The purpose of this two-part monograph is to present a tutorial on set partition coding, with emphasis and examples on image wavelet transform coding systems, and describe their use in modern image coding systems. Set partition coding is a procedure that recursively splits groups of integer data or transform elements guided by a sequence of threshold tests, producing groups of elements whose magnitudes are between two known thresholds, therefore, setting the maximum number of bits required for their binary representation. It produces groups of elements whose magnitudes are less than a certain known threshold. Therefore, the number of bits for representing an element in a particular group is no more than the base-2 logarithm of its threshold rounded up to the nearest integer. SPIHT (Set Partitioning in Hierarchical Trees) and SPECK (Set Partitioning Embedded blocK) are popular state-of-the-art image coders that use set partition coding as the primary entropy coding method. JPEG2000 and EZW (Embedded Zerotree Wavelet) use it in an auxiliary manner. Part I elucidates the fundamentals of set partition coding and explains the setting of thresholds and the block and tree modes of partitioning. Algorithms are presented for the techniques of AGP (Amplitude and Group Partitioning), SPIHT, SPECK, and EZW. Numerical examples are worked out in detail for the latter three techniques. Part II describes various wavelet image coding systems that use set partitioning primarily, such as SBHP (Subband Block Hierarchical Partitioning), SPIHT, and EZBC (Embedded Zero-Block Coder).

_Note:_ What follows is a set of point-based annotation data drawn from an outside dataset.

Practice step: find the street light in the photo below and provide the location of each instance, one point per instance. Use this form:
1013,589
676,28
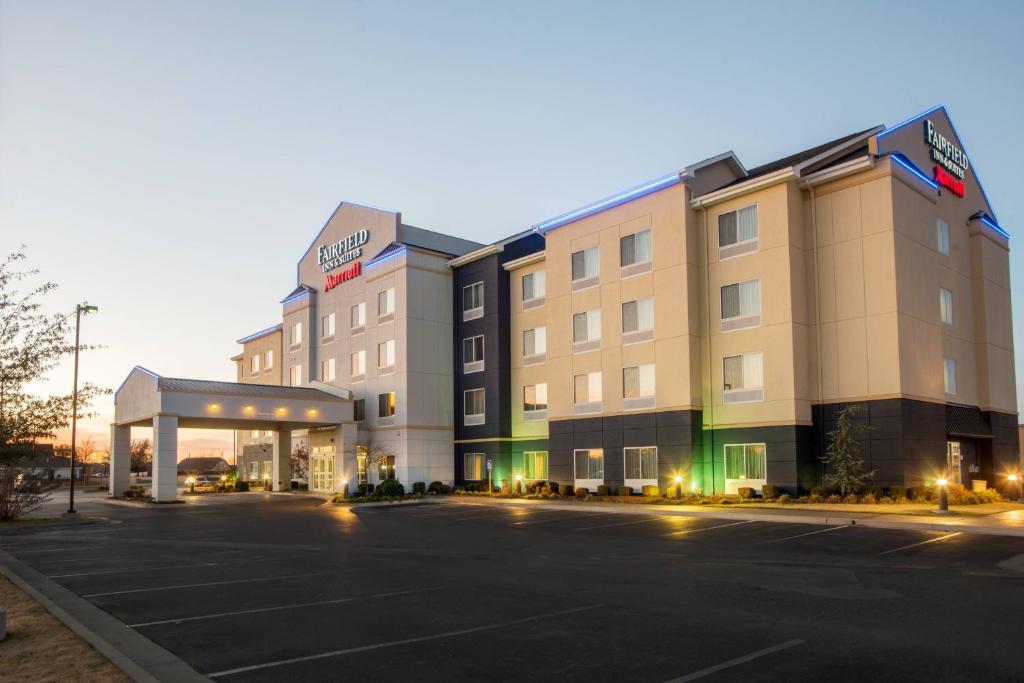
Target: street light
79,309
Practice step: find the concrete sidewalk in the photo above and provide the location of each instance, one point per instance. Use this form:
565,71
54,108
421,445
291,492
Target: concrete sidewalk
1010,522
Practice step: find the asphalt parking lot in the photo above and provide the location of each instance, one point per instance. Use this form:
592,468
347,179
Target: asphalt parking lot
272,588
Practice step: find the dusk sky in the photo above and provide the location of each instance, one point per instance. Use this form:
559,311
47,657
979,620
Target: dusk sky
170,162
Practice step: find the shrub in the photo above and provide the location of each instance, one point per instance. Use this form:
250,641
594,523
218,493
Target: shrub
389,488
651,492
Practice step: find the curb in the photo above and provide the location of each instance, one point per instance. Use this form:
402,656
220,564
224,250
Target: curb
136,655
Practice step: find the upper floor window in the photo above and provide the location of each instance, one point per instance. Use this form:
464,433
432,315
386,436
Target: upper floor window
385,302
358,315
472,354
534,288
742,378
942,237
635,249
586,267
737,231
473,407
472,301
327,326
385,355
741,305
946,305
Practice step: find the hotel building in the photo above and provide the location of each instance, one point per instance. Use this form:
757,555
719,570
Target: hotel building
709,324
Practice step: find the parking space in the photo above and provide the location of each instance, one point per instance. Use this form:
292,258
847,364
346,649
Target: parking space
281,587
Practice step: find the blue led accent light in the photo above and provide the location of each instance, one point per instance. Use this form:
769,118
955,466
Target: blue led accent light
609,202
908,165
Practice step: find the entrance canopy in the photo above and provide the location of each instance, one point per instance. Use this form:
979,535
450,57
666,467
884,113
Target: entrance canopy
166,403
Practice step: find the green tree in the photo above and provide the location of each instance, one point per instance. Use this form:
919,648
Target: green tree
32,344
845,467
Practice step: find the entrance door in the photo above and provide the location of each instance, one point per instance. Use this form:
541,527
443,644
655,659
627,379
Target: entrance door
953,462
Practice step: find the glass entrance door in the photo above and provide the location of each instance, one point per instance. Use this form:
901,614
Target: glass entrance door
953,462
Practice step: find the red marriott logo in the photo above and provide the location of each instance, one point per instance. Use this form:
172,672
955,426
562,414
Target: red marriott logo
335,279
947,180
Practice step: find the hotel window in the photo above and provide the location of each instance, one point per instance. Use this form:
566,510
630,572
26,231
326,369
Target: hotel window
327,326
473,407
385,355
638,321
587,330
535,465
743,462
638,386
532,289
742,378
472,354
473,466
385,302
946,305
327,370
535,345
949,375
635,250
641,466
589,464
385,404
535,401
737,232
358,315
357,368
942,237
586,267
741,305
587,392
472,301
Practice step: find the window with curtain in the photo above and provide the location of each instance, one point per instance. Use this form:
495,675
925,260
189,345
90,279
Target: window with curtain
536,464
638,381
587,326
532,286
535,342
737,226
640,463
744,461
589,463
741,299
587,388
585,263
635,248
638,315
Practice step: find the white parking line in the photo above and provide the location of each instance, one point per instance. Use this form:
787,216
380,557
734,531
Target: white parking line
211,583
296,605
406,641
923,543
708,528
738,660
801,536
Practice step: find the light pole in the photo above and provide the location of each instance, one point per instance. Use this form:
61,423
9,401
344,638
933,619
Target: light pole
79,309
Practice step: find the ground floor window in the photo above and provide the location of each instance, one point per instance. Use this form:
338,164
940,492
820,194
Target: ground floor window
536,464
641,466
589,464
744,466
473,470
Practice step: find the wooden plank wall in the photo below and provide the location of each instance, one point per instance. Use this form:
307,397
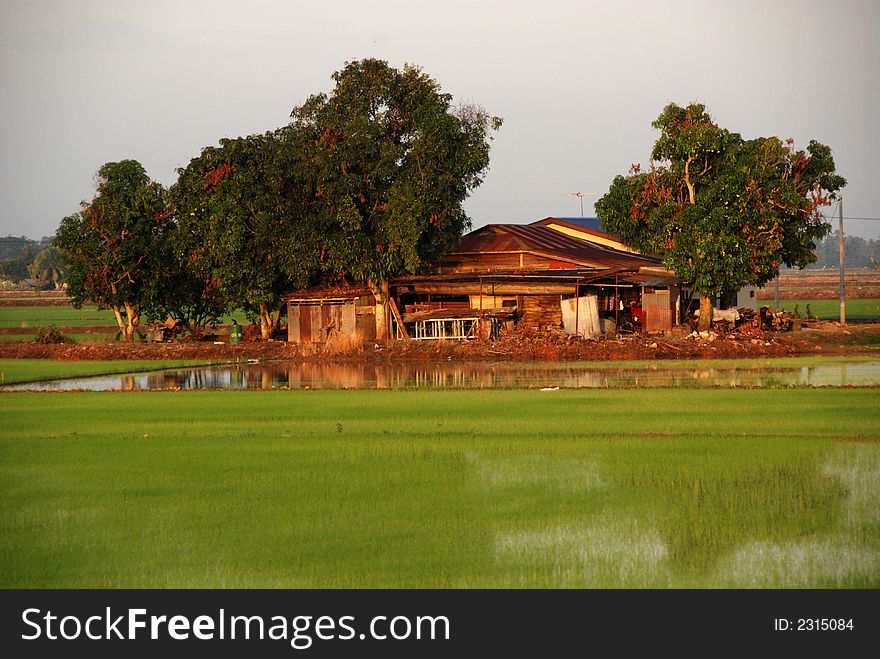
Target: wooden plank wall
541,311
658,311
309,322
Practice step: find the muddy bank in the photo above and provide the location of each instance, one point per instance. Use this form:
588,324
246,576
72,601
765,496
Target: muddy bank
827,339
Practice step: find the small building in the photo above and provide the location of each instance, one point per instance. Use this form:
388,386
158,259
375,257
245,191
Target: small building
316,315
553,275
532,276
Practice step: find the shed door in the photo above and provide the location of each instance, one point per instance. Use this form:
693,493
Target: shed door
657,312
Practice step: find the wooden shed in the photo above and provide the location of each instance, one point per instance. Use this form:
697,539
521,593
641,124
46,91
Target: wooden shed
316,315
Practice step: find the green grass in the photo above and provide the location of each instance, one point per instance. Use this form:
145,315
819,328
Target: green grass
636,488
863,308
76,337
55,315
37,316
33,370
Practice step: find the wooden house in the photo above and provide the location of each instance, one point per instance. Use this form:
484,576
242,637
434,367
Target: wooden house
528,275
550,275
315,315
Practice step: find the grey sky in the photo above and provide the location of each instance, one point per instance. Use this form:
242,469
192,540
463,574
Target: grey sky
578,83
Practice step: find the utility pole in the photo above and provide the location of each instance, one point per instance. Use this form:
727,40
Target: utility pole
840,247
776,294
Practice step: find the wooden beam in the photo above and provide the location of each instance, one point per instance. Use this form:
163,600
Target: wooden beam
396,313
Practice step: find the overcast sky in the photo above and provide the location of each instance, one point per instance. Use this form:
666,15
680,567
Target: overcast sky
577,82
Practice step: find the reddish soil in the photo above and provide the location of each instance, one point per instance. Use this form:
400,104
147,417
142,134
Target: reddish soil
821,339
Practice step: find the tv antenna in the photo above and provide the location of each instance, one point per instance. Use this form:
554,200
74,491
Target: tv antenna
580,194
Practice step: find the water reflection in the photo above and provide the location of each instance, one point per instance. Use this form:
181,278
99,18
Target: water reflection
471,376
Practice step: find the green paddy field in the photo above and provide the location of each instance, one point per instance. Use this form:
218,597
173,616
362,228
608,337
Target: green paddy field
729,488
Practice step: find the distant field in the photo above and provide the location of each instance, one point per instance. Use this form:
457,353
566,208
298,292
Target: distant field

The basic JPEG2000 coder is also described. The coding procedures and the specific methods are presented both logically and in algorithmic form, where possible. Besides the obvious objective of obtaining small file sizes, much emphasis is placed on achieving low computational complexity and desirable output bitstream attributes, such as embeddedness, scalability in resolution, and random access decodability. This monograph is extracted and adapted from the forthcoming textbook entitled Digital Signal Compression: Principles and Practice by William A. Pearlman and Amir Said, Cambridge University Press, 2009.